Os médicos, neste cenário, podem aparecer como articuladores ou também como vítimas, já que as propagandas das indústrias induzem não apenas os pacientes, mas também a classe médica. “Um médico dificilmente vai te dizer que se deixa levar [pela indústria farmacêutica], mas ele, mesmo sem perceber, pode estar sendo submetido a este assédio”, opina a professora Marilise.
Apesar disso, entre os profissionais da área da saúde, é unânime o reconhecimento de que os psicofármacos são essenciais em diversos tratamentos.

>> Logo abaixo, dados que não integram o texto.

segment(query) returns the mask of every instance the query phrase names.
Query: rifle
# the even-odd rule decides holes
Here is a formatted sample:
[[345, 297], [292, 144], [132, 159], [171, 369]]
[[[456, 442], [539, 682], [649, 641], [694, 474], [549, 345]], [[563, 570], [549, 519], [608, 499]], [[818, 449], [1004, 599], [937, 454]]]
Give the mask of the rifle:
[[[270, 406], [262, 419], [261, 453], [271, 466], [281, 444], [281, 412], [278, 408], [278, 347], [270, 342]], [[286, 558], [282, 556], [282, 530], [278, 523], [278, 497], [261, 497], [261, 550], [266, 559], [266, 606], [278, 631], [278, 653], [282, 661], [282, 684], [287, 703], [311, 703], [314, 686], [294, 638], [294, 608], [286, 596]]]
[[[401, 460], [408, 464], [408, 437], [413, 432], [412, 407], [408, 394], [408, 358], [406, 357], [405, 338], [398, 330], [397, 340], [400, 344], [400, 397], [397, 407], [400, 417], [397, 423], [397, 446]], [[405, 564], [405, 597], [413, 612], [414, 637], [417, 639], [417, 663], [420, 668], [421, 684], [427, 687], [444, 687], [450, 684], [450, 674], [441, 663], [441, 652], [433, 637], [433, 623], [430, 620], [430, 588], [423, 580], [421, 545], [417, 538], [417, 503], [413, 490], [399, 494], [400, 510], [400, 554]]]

As ressalvas são de que os medicamentos não podem ser vistos como uma solução mágica para tratar os transtornos mentais. As sensações de angústia, insegurança, isolamento, desespero, podem ser resolvidas sem a necessidade de substâncias químicas, em grande parte dos casos. Da ordem do necessário está a procura pelo tratamento adequado, aliado a um estilo de vida saudável, e, acima de tudo, tempo disponível para os olhares íntimos sobre si mesmo.